Polyhumnia and Vivunia

Bergamot, dew, poppies for tears,
and the thought, "My love will rise,"
clear his throat, set voice to me
or burst like an overripe fruit.

Or this;
a great cauldron will overflow from the East,
spill caution to wind,
(for caution both divine is human)
stir Satan to compassion,

speak in soft tonic utterances,
(For the delicate and tempestuous words
become leaven to raise life's elongated lids
of pooled contrasts.)

I pull back these knotted points of teeth
soured on mescalin tears.
Wail with a mouth of cotton, a stomach of glass.
Pray, curse, long a saying
from a corpse's expression.

A muse of this earthly abstraction
departs with hand in pocket,
laurel pulled over its rainy day disguise.
The con amore of pretty boy
nestled in a boudoir of pine and leaf.

For behind, there will be olive's left in drinks,
calypsos of shale drums and jeweled ladies
swooning to sirens high octaves
as flute's orchestral heavens reign
in their gypsy harps.
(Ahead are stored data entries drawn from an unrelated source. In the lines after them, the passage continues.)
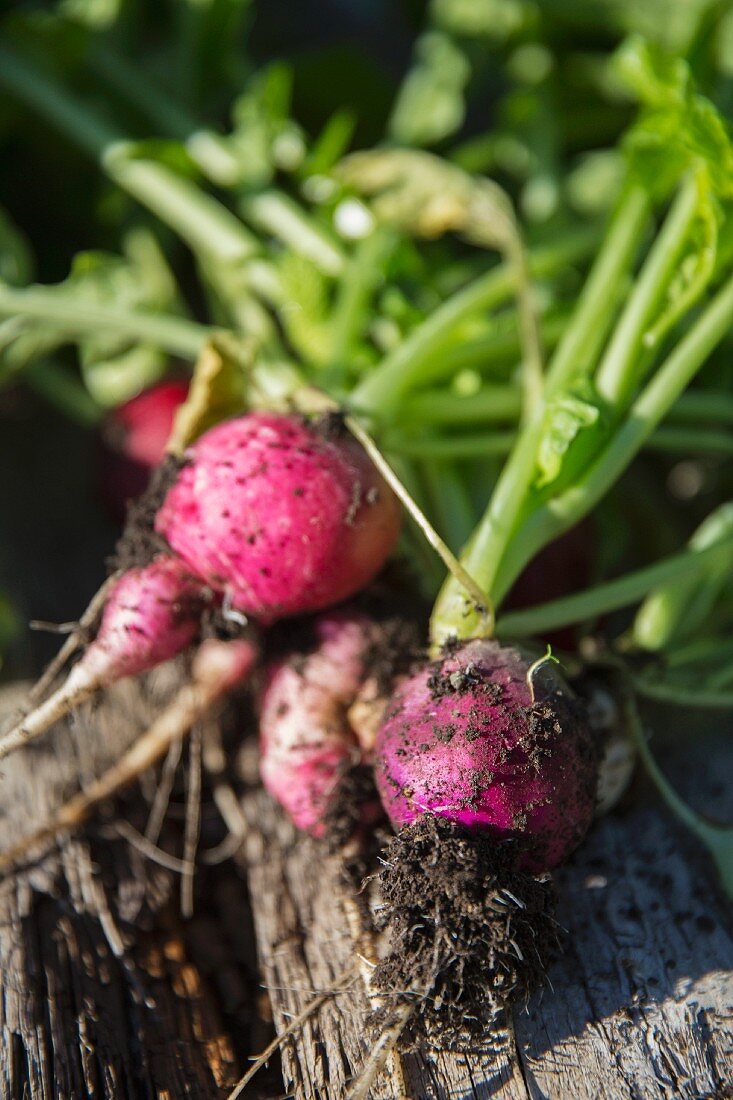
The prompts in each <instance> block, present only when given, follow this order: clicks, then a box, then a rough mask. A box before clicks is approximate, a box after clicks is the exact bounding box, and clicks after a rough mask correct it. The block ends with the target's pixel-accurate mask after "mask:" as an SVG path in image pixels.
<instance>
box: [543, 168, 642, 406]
mask: <svg viewBox="0 0 733 1100" xmlns="http://www.w3.org/2000/svg"><path fill="white" fill-rule="evenodd" d="M649 213H650V206H649V200H648V198H647V196H646V191H644V190H643V189H642V188H641V187H632V188H630V189H628V190H627V191H626V194H625V196H624V198H623V200H622V202H621V204H620V206H619V209H617V210H616V213H615V215H614V218H613V220H612V222H611V224H610V227H609V231H608V234H606V238H605V241H604V243H603V245H602V248H601V251H600V252H599V254H598V257H597V260H595V263H594V264H593V267H592V270H591V273H590V275H589V276H588V279H587V281H586V285H584V287H583V289H582V292H581V295H580V298H579V300H578V306H577V308H576V311H575V312H573V315H572V318H571V319H570V323H569V324H568V328H567V329H566V332H565V334H564V337H562V339H561V340H560V344H559V346H558V349H557V351H556V353H555V355H554V356H553V360H551V362H550V365H549V371H548V374H549V377H548V386H547V393H548V395H551V394H554V393H557V392H558V390H559V389H562V387H564V386H566V385H567V384H568V382H569V381H570V379H571V378H572V377H573V375H576V374H577V373H579V371H583V370H586V371H587V373H590V371H589V370H588V366H587V364H589V363H591V364H594V362H595V360H597V357H598V355H599V353H600V350H601V348H602V345H603V341H604V340H605V335H606V332H608V330H609V328H610V326H611V322H612V320H613V317H614V315H615V311H616V308H617V304H619V295H620V293H621V288H622V286H623V282H624V278H625V277H626V275H627V274H628V272H630V270H631V266H632V264H633V262H634V257H635V256H636V253H637V251H638V246H639V242H641V240H642V238H643V235H644V230H645V228H646V224H647V222H648V220H649Z"/></svg>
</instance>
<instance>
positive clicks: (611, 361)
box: [597, 179, 698, 407]
mask: <svg viewBox="0 0 733 1100" xmlns="http://www.w3.org/2000/svg"><path fill="white" fill-rule="evenodd" d="M697 207H698V189H697V185H696V183H694V179H688V180H687V182H686V183H685V184H683V186H682V187H680V189H679V191H678V194H677V197H676V198H675V201H674V204H672V206H671V209H670V211H669V213H668V216H667V218H666V220H665V223H664V226H663V227H661V230H660V231H659V234H658V237H657V238H656V240H655V242H654V244H653V246H652V249H650V251H649V254H648V256H647V259H646V261H645V263H644V266H643V267H642V271H641V272H639V274H638V276H637V278H636V281H635V283H634V289H633V292H632V294H631V295H630V297H628V300H627V301H626V305H625V307H624V310H623V312H622V315H621V318H620V320H619V323H617V324H616V328H615V330H614V333H613V339H612V340H611V342H610V343H609V346H608V349H606V352H605V354H604V355H603V360H602V362H601V365H600V366H599V370H598V374H597V386H598V390H599V394H600V395H601V397H602V398H604V399H605V400H606V401H608V404H609V405H610V406H615V407H621V406H622V405H623V403H624V401H625V400H626V398H627V397H628V394H630V392H631V390H632V388H633V386H634V382H635V378H636V374H637V364H638V352H639V349H641V346H642V341H643V339H644V333H645V331H646V329H647V327H648V323H649V320H650V319H652V316H653V313H654V310H655V309H656V307H657V306H658V304H659V300H660V299H661V296H663V295H664V293H665V290H666V289H667V287H668V285H669V282H670V279H671V278H672V276H674V274H675V272H676V268H677V263H678V261H679V256H680V253H681V251H682V248H683V245H685V240H686V238H687V237H688V234H689V232H690V227H691V224H692V222H693V221H694V216H696V211H697Z"/></svg>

A mottled con brio,
a lingering belle epoque, or an auld lang syne

played louder and louder to rouse the pallida Mors.
Before the psaltery ends,
before the biggest, baddest whore of them all
cries out her hallelujah, her shalom, her hellam!

We'll have one last crack at the graggle,
one last song for the departed
and one last tuneless chime
as you whine in your kilt of tin and bones.